Die weitere Nutzung des Geländes der alten Halle Gerlenhofen hat in der Vergangenheit zu Diskussionen geführt. Lesen Sie weiter die Stellungnahme der Fraktionsgemeinschaft von CSU und JU in der Stadtratssitzung vom 17.06.2021.

„Besten Dank an die Verwaltung für die Vorstellung der einzelnen Nutzungsoptionen für das Grundstück der alten Mehrzweckhalle in Gerlenhofen.

Die in der gemeinsamen Arbeitsgruppe diskutierten Optionen bewegen sich in einer relativ großen Bandbreite von „Kindertagesstätte/Betreute Seniorenwohnungen“ und „Pflegeheim, d.h. stationäre Pflege mit Betriebswohnungen“. Die genannte „Bandbreite“ lässt bei allseitiger Kompromissfähigkeit natürlich Spielräume in die eine oder andere Richtung offen.

Dennoch meinen wir, dass es in diesem Verfahren auch bestimmter Richtungsentscheidungen bedarf, um das Projekt tatsächlich voran zu bringen.
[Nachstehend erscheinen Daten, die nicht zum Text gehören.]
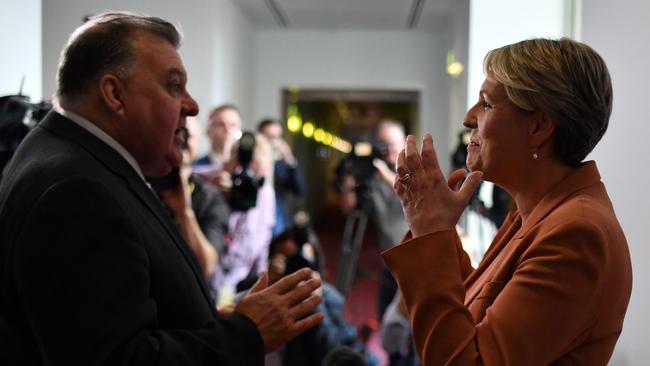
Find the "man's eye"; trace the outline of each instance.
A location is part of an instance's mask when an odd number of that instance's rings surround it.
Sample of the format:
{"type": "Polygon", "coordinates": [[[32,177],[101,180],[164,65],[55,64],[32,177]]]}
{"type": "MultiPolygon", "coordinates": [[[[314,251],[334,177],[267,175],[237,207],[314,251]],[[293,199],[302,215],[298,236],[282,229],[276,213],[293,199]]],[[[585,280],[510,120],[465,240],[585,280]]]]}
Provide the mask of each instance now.
{"type": "Polygon", "coordinates": [[[483,110],[488,110],[490,108],[492,108],[492,104],[484,101],[483,102],[483,110]]]}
Es geht da auch um „Eckpunkte“ aus Sicht der Stadt.

Für unsere Gesamtabwägung wurden viele Gesichtspunkte in der Fraktion intensiv diskutiert.

Aus der Gemeindeordnung hat die Stadt die örtliche Allzuständigkeit, sich für das Wohlergehen der Bevölkerung ein zu setzen, d.h. für die jüngsten und natürlich auch die ältesten Einwohner/innen. Aus dem Begriff „alle Angelegenheiten der örtlichen Gemeinschaft“ zu „regeln“, ergibt sich die universelle oder Allzuständigkeit der Gemeinden. Die Aufgabengarantie enthält die Befugnis der Gemeinden, sich aller Angelegenheiten der örtlichen Gemeinschaft, die nicht durch Gesetz aus Gemeinwohlgründen anderen Trägern öffentlicher Verwaltung übertragen sind, im Sinne eines ersten „Zugriffsrechts“ ohne besonderen Kompetenztitel annehmen zu können.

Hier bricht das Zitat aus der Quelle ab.